Benefits of Colonoscopy Less than Expected, Study Finds

A surprise new study out of northern Europe suggests that having a colonoscopy, which is regarded as the gold standard in cancer screening, may not be as beneficial as we previously believed.

Researchers compared the outcomes of the colonoscopy participants to a group of individuals who did not obtain the cancer screening after a 10-year follow-up study. According to findings reported in The New England Journal of Medicine, the former group’s probability of developing colon cancer was just 18% reduced, and the treatment had little impact on colon cancer fatalities.

Colon cancer — the second largest cause of cancer in the U.S. and the third in the globe — is often detected in persons over age 50.

During a colonoscopy, doctors insert a small camera through your anus to inspect your large intestine and rectum (AKA your colon) (AKA your colon).

“According to Michael Bretthauer, MD, the study’s lead author and a gastroenterologist at the University of Oslo Department of Medicine in Norway, “the absolute risks of colorectal cancer and, more importantly, of death from colorectal cancer were lower than those in previous screening trials and lower than what we anticipated when the trial was planned.”

Now is not the time to start jumping with joy if you detest colonoscopies. The study was not without faults.

About 28,000 participants in a lengthy, healthy Northern European study were asked to receive a colonoscopy by researchers. 42% of those who were eligible for it actually received it.

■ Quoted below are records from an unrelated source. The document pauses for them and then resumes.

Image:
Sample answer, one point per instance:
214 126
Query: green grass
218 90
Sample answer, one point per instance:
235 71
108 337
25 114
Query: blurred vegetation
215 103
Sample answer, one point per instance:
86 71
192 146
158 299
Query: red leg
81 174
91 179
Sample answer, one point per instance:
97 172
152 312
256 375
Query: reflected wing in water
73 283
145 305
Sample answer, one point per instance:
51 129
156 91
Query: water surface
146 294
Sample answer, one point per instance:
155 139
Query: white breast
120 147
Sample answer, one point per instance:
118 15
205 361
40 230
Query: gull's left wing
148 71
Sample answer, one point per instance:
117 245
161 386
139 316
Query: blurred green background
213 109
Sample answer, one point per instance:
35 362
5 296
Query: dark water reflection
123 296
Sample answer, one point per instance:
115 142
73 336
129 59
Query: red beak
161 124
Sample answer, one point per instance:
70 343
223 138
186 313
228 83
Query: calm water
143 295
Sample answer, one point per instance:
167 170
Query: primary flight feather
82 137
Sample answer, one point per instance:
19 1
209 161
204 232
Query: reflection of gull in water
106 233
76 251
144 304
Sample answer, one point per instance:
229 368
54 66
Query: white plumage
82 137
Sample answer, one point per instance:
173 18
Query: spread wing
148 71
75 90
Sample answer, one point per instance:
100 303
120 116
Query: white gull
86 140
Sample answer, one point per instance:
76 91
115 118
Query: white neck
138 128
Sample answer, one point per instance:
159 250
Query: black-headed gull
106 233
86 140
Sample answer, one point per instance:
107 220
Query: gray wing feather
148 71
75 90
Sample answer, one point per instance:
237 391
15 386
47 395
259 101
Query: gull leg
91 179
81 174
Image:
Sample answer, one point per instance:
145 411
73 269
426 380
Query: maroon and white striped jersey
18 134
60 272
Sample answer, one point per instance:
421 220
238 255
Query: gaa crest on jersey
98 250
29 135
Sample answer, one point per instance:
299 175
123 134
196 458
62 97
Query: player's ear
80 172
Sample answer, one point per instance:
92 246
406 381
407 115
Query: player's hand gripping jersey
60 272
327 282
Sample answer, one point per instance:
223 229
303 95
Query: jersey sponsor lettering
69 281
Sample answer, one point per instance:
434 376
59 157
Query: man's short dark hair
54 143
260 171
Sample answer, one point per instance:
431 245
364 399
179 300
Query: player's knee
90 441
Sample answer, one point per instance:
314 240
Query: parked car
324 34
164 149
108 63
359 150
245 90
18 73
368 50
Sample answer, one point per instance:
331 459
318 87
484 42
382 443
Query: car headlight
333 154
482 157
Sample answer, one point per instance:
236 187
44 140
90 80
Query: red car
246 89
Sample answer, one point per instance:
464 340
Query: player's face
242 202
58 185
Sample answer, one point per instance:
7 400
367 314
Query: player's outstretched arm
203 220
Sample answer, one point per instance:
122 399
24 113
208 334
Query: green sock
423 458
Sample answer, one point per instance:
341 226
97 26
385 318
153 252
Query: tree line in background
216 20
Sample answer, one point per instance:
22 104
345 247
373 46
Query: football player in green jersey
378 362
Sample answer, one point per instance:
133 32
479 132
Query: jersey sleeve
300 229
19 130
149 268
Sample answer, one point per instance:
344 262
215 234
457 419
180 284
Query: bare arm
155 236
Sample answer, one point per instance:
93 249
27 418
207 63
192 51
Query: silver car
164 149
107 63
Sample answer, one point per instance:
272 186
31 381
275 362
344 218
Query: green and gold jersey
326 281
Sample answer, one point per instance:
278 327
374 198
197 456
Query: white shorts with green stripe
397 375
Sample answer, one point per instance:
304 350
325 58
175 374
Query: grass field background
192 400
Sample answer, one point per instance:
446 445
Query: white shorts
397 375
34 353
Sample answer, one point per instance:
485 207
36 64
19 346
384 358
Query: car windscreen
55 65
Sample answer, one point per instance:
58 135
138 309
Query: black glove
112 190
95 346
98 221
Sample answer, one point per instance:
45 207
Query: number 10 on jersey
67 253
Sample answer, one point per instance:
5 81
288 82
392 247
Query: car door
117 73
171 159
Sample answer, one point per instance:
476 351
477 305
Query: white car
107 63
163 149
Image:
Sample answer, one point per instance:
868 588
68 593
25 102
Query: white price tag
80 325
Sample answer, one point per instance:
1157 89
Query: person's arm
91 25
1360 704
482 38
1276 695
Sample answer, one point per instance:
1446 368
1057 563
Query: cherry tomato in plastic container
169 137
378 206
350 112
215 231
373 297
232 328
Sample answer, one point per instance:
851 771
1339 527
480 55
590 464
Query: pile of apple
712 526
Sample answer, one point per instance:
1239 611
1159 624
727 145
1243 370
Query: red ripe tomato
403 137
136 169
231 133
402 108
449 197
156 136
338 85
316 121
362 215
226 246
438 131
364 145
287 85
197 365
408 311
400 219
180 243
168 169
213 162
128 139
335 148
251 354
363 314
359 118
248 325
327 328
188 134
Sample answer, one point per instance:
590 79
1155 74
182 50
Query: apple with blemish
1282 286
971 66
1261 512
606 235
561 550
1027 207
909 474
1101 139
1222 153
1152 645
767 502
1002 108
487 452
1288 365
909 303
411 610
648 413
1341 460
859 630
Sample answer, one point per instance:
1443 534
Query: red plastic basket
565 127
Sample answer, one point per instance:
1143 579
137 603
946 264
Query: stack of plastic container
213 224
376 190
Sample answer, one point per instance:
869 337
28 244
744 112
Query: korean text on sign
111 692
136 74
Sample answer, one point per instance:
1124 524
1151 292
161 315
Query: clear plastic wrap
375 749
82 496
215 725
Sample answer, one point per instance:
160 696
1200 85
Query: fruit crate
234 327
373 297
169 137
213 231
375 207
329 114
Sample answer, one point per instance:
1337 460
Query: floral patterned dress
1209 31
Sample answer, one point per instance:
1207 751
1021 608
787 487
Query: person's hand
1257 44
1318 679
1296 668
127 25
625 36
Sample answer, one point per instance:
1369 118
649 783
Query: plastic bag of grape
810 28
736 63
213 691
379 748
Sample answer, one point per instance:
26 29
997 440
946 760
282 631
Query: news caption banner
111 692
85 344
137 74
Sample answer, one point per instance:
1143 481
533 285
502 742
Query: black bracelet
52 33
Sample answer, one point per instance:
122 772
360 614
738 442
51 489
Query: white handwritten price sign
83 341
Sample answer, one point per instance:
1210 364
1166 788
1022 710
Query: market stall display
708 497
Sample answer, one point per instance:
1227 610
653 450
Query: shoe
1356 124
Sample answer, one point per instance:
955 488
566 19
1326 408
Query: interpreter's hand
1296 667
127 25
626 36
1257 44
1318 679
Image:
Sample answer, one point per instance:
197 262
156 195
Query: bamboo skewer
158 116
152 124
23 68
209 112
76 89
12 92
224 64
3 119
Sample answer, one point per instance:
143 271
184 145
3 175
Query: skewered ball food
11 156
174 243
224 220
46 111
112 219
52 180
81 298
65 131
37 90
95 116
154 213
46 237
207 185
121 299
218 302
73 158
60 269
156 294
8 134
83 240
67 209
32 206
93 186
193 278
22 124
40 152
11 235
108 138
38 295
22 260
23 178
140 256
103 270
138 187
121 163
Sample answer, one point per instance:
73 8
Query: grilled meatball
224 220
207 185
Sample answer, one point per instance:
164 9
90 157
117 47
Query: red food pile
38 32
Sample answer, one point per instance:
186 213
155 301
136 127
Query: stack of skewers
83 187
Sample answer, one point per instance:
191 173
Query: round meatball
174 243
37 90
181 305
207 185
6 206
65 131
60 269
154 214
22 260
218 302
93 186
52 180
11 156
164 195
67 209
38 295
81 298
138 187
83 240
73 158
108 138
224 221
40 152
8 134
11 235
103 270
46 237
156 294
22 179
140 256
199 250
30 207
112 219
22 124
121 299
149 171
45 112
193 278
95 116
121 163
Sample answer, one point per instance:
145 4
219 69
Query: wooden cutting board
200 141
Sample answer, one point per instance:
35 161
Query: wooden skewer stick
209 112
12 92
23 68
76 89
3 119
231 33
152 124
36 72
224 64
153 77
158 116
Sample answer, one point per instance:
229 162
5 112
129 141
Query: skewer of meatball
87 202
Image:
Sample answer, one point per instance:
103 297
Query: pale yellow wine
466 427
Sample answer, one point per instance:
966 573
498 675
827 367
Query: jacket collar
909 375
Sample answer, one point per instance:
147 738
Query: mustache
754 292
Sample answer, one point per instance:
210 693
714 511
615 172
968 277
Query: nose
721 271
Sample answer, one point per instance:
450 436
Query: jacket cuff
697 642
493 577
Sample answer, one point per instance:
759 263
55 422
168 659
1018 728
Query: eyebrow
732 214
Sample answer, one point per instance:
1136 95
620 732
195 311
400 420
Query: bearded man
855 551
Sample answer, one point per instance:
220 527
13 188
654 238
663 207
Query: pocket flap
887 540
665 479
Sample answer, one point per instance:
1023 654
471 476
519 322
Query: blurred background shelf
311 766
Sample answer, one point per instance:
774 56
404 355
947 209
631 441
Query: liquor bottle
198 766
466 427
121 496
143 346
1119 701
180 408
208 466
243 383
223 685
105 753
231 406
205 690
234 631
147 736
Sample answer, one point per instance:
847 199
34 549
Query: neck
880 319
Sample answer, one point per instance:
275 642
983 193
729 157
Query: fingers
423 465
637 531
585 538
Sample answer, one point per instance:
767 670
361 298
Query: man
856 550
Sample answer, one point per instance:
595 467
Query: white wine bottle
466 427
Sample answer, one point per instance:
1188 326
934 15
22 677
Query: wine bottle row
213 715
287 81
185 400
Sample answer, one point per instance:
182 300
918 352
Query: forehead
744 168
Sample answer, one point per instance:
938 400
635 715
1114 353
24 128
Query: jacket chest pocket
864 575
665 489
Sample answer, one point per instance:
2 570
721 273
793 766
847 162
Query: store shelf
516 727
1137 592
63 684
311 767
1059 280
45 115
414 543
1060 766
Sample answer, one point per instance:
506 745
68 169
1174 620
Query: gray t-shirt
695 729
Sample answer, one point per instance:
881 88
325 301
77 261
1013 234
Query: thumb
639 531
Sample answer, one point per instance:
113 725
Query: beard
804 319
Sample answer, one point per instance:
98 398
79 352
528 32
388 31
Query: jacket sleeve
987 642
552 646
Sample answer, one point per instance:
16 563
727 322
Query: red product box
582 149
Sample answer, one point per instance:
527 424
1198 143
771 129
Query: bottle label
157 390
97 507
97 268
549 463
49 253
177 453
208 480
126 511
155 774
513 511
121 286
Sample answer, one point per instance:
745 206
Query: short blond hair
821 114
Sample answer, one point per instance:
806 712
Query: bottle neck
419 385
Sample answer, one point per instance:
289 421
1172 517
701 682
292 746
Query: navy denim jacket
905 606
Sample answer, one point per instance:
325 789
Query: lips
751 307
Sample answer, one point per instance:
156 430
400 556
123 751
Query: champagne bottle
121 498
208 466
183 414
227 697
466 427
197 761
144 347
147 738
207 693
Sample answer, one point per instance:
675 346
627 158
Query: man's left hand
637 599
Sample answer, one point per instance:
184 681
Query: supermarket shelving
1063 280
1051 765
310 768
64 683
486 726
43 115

According to William Dahut, MD, chief scientific officer at the American Cancer Society, “It’s difficult to assess the efficacy of a screening test when the majority of participants in the research didn’t get it done.”

However, compared to study participants who were not tested, those who underwent a colonoscopy had a 31% lower risk of colorectal cancer and a 50% lower rate of cancer-related mortality. This outcome highlights the importance of ongoing screening.

The best prevention strategy, according to Karen Knudsen, PhD, CEO of the American Cancer Society, is still getting a colon cancer screening.

According to Knudsen, the American Cancer Society advises anyone starting at age 45 to get screened for colorectal cancer, including with a colonoscopy. “There is no justification for changing course. A regular component of optimal health should be recommended cancer tests.

For additional details about colon cancer screening, go here.